We can use the equation:

$v^2 - u^2 = 2ax$

where:

• $v = 82 \text{ m/s}$
• $u = 0 \text{ m/s}$
• $a = 2.28 \text{ m/s}²$
• $x$ is the distance we need to calculate.

Rearranging the equation gives:

$x = \frac{v^2 - u^2}{2a}$

Substituting in the values:

$x = \frac{82^2 - 0^2}{2 \times 2.28} = \frac{6724}{4.56} \approx 1470.4 \text{ m}$

The distance traveled along the runway is approximately 1460 m to 1482 m.

One reason is that pilots require additional runway length for safety margins and to account for variables such as weather conditions, unexpected mechanical issues, and the need for longer distances during take-off to ensure a smooth ascent.

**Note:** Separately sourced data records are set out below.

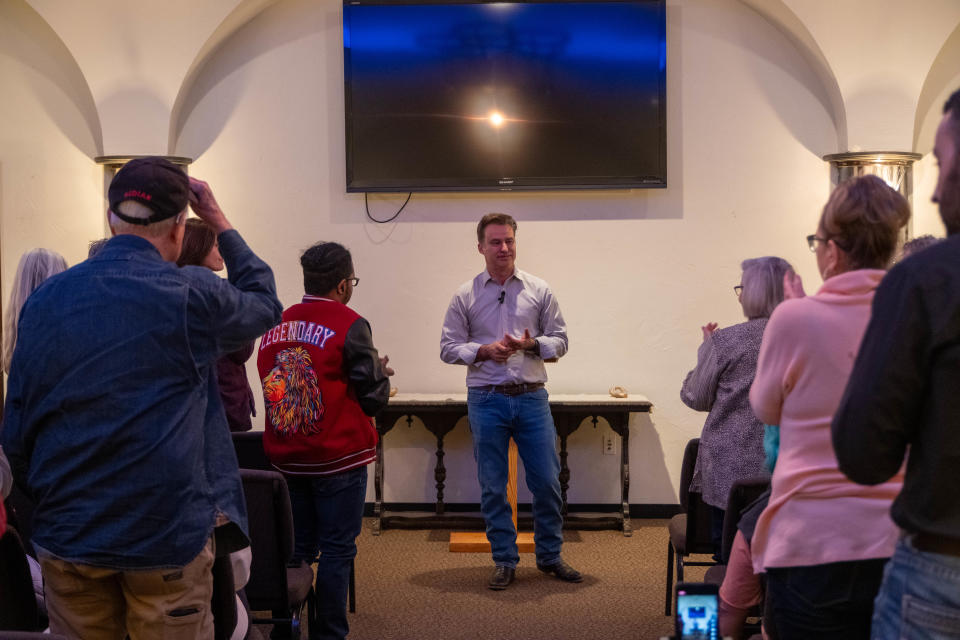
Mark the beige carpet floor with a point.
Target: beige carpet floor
(410, 587)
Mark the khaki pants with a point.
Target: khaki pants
(94, 603)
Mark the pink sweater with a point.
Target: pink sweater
(816, 515)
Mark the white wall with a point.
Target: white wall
(51, 193)
(636, 272)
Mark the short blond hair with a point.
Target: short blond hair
(863, 217)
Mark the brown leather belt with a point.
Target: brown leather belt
(936, 544)
(513, 389)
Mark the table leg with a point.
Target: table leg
(440, 475)
(378, 489)
(625, 477)
(564, 473)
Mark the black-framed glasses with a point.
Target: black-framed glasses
(812, 240)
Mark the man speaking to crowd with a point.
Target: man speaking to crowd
(502, 325)
(113, 420)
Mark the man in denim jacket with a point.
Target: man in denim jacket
(113, 421)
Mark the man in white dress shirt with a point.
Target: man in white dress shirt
(502, 325)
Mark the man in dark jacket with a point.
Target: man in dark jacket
(322, 382)
(902, 395)
(113, 421)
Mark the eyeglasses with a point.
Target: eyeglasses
(812, 240)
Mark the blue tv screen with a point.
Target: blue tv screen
(460, 96)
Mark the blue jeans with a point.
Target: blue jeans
(494, 419)
(327, 518)
(920, 596)
(826, 601)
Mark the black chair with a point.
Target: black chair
(20, 510)
(689, 531)
(250, 455)
(223, 604)
(285, 591)
(18, 604)
(249, 448)
(743, 493)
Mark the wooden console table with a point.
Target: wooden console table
(441, 412)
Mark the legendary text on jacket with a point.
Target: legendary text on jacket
(298, 331)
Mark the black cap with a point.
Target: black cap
(152, 181)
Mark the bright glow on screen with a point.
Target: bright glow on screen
(461, 95)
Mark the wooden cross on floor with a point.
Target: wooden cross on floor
(476, 541)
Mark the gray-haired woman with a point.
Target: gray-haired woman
(731, 445)
(35, 266)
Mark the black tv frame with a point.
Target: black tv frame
(505, 183)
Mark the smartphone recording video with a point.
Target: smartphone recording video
(697, 611)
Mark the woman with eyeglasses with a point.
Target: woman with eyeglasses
(731, 444)
(200, 249)
(823, 540)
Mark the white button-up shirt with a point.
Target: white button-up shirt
(482, 311)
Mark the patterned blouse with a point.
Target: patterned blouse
(731, 445)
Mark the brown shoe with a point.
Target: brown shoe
(501, 578)
(562, 570)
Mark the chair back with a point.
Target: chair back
(223, 604)
(18, 604)
(742, 494)
(271, 538)
(686, 472)
(699, 535)
(20, 510)
(249, 448)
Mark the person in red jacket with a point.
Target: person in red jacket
(322, 383)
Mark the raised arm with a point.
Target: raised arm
(364, 368)
(553, 339)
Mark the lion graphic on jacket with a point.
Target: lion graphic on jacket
(292, 395)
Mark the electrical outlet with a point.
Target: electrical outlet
(609, 447)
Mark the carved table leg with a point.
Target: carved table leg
(564, 473)
(378, 489)
(440, 474)
(625, 476)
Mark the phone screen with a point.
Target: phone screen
(697, 616)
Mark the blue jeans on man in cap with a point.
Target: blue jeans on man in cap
(494, 419)
(327, 518)
(919, 598)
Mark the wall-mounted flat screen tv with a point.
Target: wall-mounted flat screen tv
(461, 96)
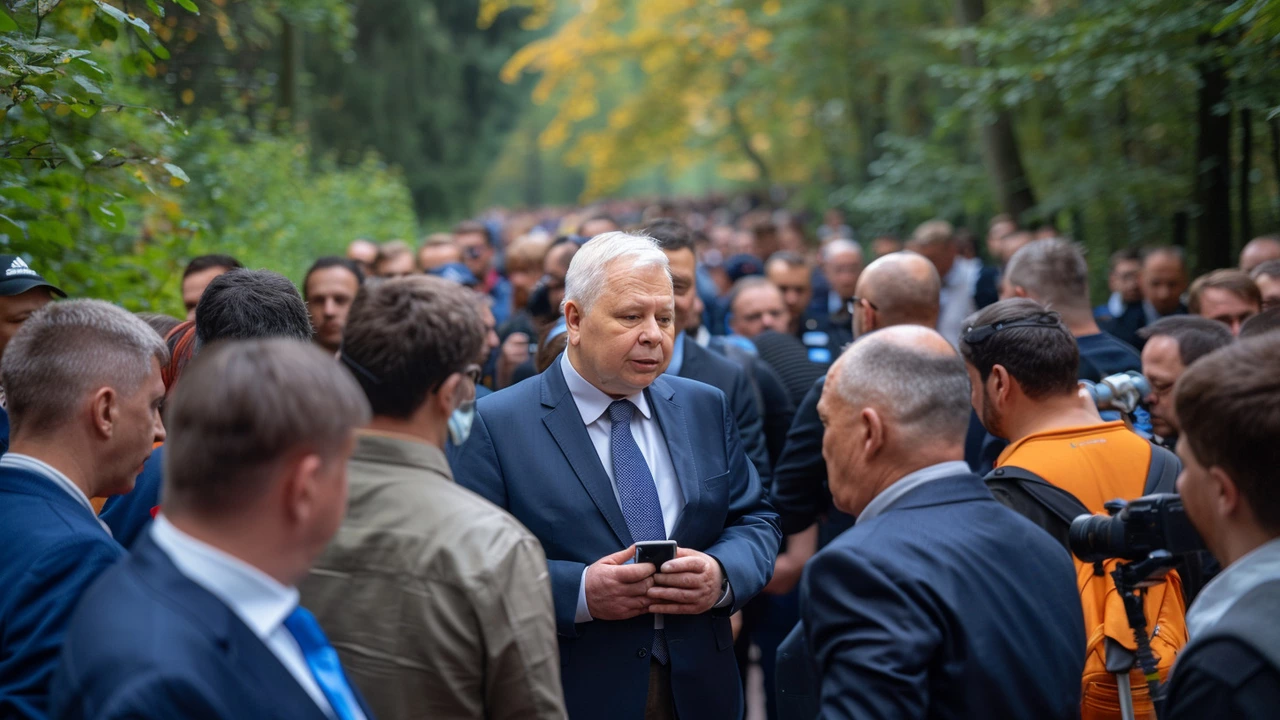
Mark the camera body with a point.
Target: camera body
(1123, 391)
(1136, 529)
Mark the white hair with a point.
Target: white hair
(69, 349)
(588, 270)
(840, 247)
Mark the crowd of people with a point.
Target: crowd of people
(600, 463)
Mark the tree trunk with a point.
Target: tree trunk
(1212, 168)
(1246, 169)
(1000, 150)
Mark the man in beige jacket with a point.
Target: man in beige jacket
(438, 602)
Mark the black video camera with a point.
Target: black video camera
(1132, 531)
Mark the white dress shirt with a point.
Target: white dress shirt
(256, 598)
(19, 461)
(593, 406)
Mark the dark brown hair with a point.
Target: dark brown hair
(1229, 409)
(406, 336)
(1043, 358)
(1237, 282)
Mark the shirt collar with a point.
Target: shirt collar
(19, 461)
(257, 600)
(895, 492)
(592, 401)
(1257, 566)
(677, 355)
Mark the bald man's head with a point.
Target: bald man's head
(900, 288)
(1260, 250)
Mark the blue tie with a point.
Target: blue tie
(323, 661)
(638, 495)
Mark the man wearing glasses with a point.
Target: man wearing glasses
(439, 602)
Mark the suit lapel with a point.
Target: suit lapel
(274, 688)
(675, 431)
(566, 425)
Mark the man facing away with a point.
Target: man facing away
(599, 452)
(938, 602)
(202, 621)
(85, 395)
(439, 604)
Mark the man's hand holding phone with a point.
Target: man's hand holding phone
(690, 584)
(616, 589)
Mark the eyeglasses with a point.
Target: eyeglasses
(982, 333)
(853, 302)
(472, 372)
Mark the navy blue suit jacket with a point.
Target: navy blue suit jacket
(730, 378)
(51, 550)
(147, 643)
(131, 513)
(530, 454)
(946, 605)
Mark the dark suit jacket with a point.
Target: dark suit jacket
(147, 643)
(530, 454)
(730, 378)
(131, 513)
(50, 550)
(946, 605)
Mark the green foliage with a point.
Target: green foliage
(109, 196)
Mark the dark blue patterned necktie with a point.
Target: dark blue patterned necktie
(638, 495)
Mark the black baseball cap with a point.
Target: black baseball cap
(18, 277)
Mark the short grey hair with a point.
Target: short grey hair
(1052, 270)
(840, 247)
(588, 270)
(926, 393)
(245, 406)
(68, 350)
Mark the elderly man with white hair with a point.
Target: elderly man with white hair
(940, 602)
(603, 451)
(85, 391)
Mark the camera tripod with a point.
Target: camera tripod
(1132, 582)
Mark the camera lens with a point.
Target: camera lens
(1096, 537)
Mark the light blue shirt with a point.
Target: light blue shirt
(593, 405)
(677, 355)
(19, 461)
(895, 492)
(255, 597)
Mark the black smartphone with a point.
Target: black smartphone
(656, 552)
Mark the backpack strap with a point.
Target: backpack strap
(1040, 501)
(1162, 473)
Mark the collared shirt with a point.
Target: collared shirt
(955, 300)
(256, 598)
(438, 601)
(1257, 566)
(18, 461)
(906, 483)
(593, 406)
(677, 355)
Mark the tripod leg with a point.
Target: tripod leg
(1125, 696)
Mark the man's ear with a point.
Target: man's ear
(104, 409)
(574, 320)
(300, 487)
(874, 440)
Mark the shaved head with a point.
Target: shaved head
(912, 376)
(904, 287)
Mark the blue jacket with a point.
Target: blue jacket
(530, 454)
(946, 605)
(131, 513)
(51, 548)
(150, 643)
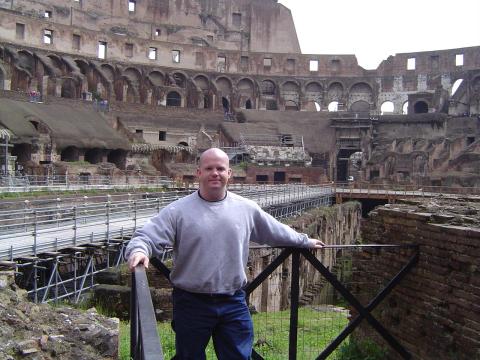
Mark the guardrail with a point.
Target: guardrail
(357, 292)
(32, 230)
(28, 183)
(402, 189)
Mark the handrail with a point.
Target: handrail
(144, 339)
(364, 312)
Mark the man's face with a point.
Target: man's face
(213, 174)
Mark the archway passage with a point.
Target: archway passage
(343, 159)
(94, 156)
(118, 157)
(69, 154)
(174, 99)
(420, 107)
(2, 80)
(226, 105)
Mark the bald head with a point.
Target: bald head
(213, 153)
(213, 174)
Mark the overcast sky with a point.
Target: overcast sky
(375, 29)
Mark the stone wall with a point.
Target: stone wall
(40, 331)
(334, 225)
(435, 311)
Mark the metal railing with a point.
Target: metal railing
(41, 227)
(356, 306)
(144, 339)
(401, 189)
(27, 183)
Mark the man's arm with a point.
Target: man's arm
(150, 240)
(137, 258)
(268, 230)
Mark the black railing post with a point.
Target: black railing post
(294, 300)
(133, 318)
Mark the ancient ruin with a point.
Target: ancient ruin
(128, 86)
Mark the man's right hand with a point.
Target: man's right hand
(137, 258)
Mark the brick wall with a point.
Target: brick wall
(435, 311)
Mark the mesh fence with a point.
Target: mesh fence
(323, 312)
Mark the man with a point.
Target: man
(210, 231)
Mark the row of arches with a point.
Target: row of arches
(71, 78)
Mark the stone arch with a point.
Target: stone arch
(224, 84)
(291, 106)
(420, 107)
(2, 77)
(70, 154)
(57, 62)
(333, 106)
(291, 95)
(118, 157)
(180, 79)
(387, 107)
(290, 86)
(360, 106)
(174, 99)
(225, 105)
(420, 164)
(245, 85)
(108, 72)
(156, 78)
(69, 88)
(360, 92)
(268, 87)
(335, 91)
(313, 87)
(94, 156)
(202, 82)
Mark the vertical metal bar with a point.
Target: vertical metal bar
(35, 232)
(75, 225)
(133, 318)
(294, 300)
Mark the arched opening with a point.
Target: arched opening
(206, 102)
(174, 99)
(118, 157)
(333, 106)
(69, 154)
(267, 87)
(23, 152)
(387, 108)
(2, 80)
(225, 105)
(94, 156)
(360, 107)
(68, 89)
(291, 106)
(420, 107)
(455, 86)
(271, 105)
(343, 162)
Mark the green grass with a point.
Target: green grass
(316, 329)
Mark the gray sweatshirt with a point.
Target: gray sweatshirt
(210, 240)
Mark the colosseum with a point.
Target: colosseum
(130, 86)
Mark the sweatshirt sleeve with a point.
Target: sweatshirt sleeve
(268, 230)
(154, 236)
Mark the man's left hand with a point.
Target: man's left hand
(315, 244)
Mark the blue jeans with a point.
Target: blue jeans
(225, 318)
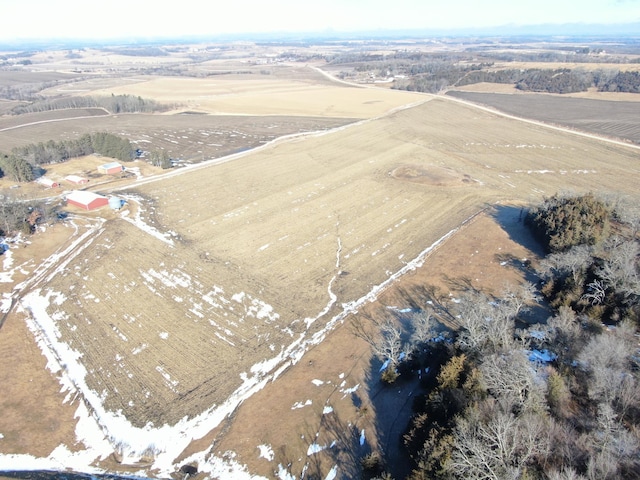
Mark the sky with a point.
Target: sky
(92, 19)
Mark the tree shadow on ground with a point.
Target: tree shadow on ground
(512, 220)
(392, 409)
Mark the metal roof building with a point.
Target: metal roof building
(86, 200)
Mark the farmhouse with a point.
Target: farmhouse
(75, 179)
(110, 168)
(47, 182)
(86, 200)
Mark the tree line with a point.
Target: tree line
(561, 80)
(113, 104)
(505, 398)
(24, 164)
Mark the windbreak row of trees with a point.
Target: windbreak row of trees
(21, 216)
(113, 104)
(505, 398)
(535, 80)
(23, 164)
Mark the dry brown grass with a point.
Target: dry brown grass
(271, 225)
(167, 330)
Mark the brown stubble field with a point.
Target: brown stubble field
(259, 254)
(614, 119)
(168, 330)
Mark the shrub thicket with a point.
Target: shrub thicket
(562, 222)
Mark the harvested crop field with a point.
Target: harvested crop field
(188, 137)
(601, 117)
(214, 279)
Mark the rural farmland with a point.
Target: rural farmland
(220, 275)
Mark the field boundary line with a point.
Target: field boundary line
(539, 123)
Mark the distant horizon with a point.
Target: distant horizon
(576, 30)
(31, 21)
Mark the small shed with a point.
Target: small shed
(110, 168)
(77, 180)
(47, 182)
(86, 200)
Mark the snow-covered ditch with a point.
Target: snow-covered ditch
(102, 431)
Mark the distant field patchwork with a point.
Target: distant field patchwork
(601, 117)
(216, 277)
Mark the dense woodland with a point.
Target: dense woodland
(24, 164)
(421, 72)
(508, 399)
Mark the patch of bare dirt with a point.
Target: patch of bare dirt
(333, 396)
(432, 175)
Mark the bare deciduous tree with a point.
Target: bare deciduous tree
(607, 359)
(495, 445)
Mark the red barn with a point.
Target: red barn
(110, 168)
(47, 182)
(86, 200)
(76, 179)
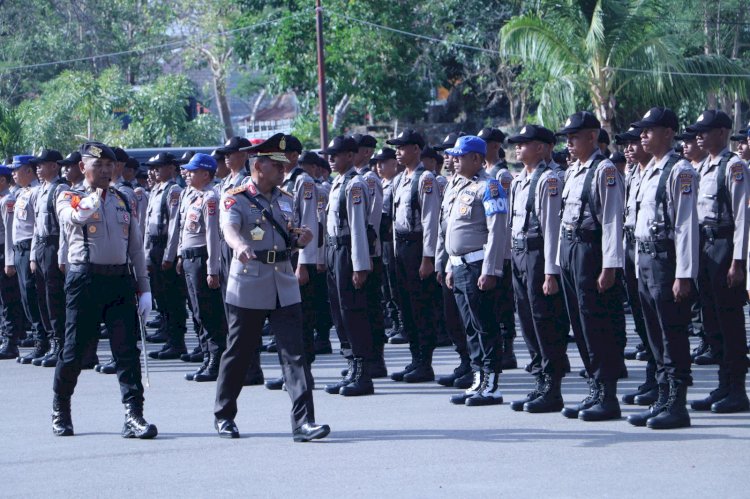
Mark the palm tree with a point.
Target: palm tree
(606, 50)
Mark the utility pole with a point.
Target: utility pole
(323, 109)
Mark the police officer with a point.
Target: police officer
(416, 208)
(590, 255)
(474, 237)
(104, 245)
(535, 229)
(257, 222)
(666, 234)
(200, 262)
(162, 239)
(646, 393)
(722, 214)
(19, 239)
(348, 264)
(11, 311)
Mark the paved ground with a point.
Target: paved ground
(406, 441)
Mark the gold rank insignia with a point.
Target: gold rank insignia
(257, 234)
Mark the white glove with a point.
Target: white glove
(144, 304)
(88, 206)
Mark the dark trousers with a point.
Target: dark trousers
(631, 289)
(591, 313)
(11, 309)
(91, 299)
(51, 287)
(723, 318)
(476, 309)
(27, 283)
(540, 315)
(169, 292)
(207, 306)
(415, 299)
(349, 306)
(666, 320)
(243, 340)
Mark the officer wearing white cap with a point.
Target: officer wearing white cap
(666, 233)
(348, 261)
(200, 262)
(474, 237)
(416, 203)
(722, 214)
(106, 269)
(535, 231)
(257, 221)
(590, 255)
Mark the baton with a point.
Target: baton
(142, 323)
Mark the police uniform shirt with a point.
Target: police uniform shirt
(375, 197)
(547, 203)
(477, 219)
(305, 208)
(112, 236)
(255, 284)
(608, 195)
(171, 228)
(355, 223)
(426, 215)
(199, 225)
(681, 196)
(708, 200)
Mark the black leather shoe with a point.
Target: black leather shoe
(135, 426)
(310, 431)
(226, 428)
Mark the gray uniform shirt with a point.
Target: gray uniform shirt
(257, 285)
(608, 194)
(357, 212)
(426, 216)
(736, 185)
(681, 196)
(547, 203)
(113, 236)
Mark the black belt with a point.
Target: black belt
(408, 236)
(95, 268)
(24, 245)
(654, 247)
(712, 232)
(339, 240)
(271, 256)
(571, 233)
(194, 252)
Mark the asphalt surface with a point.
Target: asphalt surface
(405, 441)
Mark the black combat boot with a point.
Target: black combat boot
(212, 369)
(517, 405)
(62, 422)
(41, 347)
(361, 382)
(674, 414)
(641, 418)
(717, 394)
(607, 408)
(550, 399)
(335, 388)
(191, 376)
(736, 400)
(135, 426)
(509, 357)
(591, 399)
(463, 368)
(9, 349)
(647, 392)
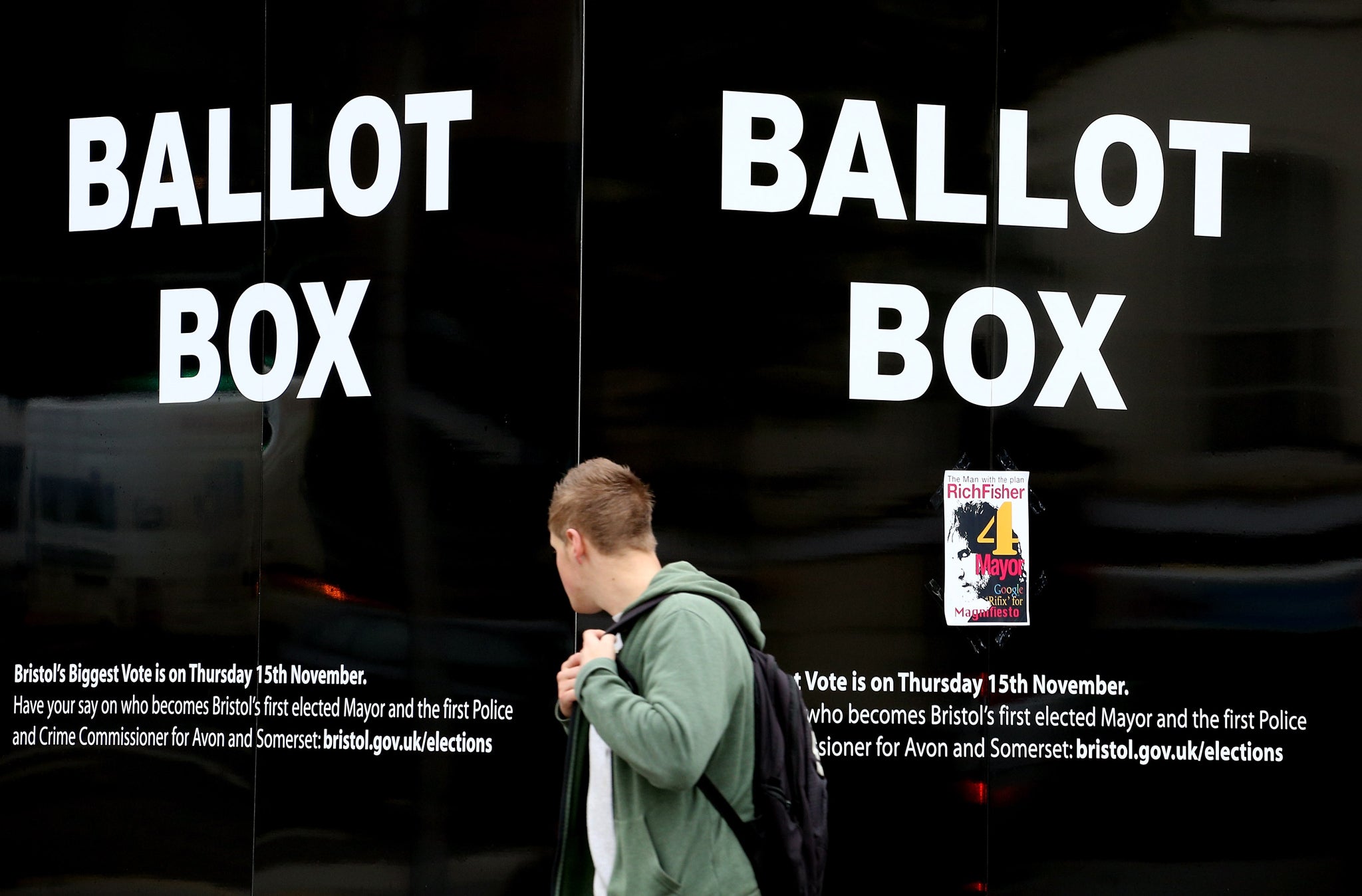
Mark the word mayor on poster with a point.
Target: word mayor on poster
(988, 548)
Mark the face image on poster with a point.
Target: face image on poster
(988, 548)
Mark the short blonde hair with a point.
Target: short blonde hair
(607, 503)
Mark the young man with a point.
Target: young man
(635, 823)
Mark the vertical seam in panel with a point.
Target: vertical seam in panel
(582, 202)
(265, 241)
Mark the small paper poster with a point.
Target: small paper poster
(988, 548)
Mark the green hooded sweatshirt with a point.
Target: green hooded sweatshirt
(694, 715)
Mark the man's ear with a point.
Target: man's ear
(577, 545)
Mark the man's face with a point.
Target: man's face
(570, 572)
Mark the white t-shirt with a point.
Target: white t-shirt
(601, 804)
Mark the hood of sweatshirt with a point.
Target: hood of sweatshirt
(682, 578)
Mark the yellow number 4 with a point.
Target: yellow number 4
(1006, 540)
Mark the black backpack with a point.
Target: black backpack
(787, 839)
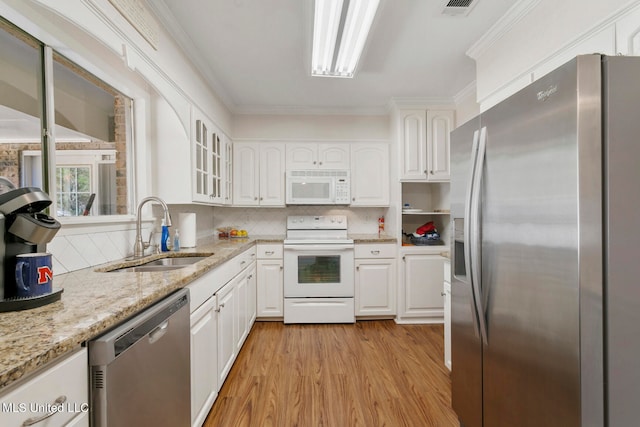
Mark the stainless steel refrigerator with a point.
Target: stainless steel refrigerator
(545, 199)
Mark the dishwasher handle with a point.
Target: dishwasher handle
(158, 332)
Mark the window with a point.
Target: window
(73, 185)
(20, 102)
(89, 166)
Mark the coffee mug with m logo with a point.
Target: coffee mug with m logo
(34, 274)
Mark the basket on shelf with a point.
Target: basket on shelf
(425, 235)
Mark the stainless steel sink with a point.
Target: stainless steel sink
(175, 261)
(160, 264)
(149, 268)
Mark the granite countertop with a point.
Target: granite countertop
(372, 238)
(94, 301)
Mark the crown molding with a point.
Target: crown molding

The kinetic energy (KE) can be calculated using the formula:

$KE = \frac{1}{2}mv^2$

where:

• $m = 3.6 \times 10^{2} \text{ kg}$
• $v = 71 \text{ m/s}$

Substituting in the values:

$KE = \frac{1}{2} \times 3.6 \times 10^{2} \times 71^2 = \frac{1}{2} \times 3.6 \times 10^{2} \times 5041 \approx 90761.5 \text{ J}$

Thus, the kinetic energy of the aircraft as it lands is approximately 90,761.5 J.

One way the energy has been transferred to the surroundings is through friction between the aircraft's wheels and the runway, which converts kinetic energy into thermal energy, causing heat to be dissipated.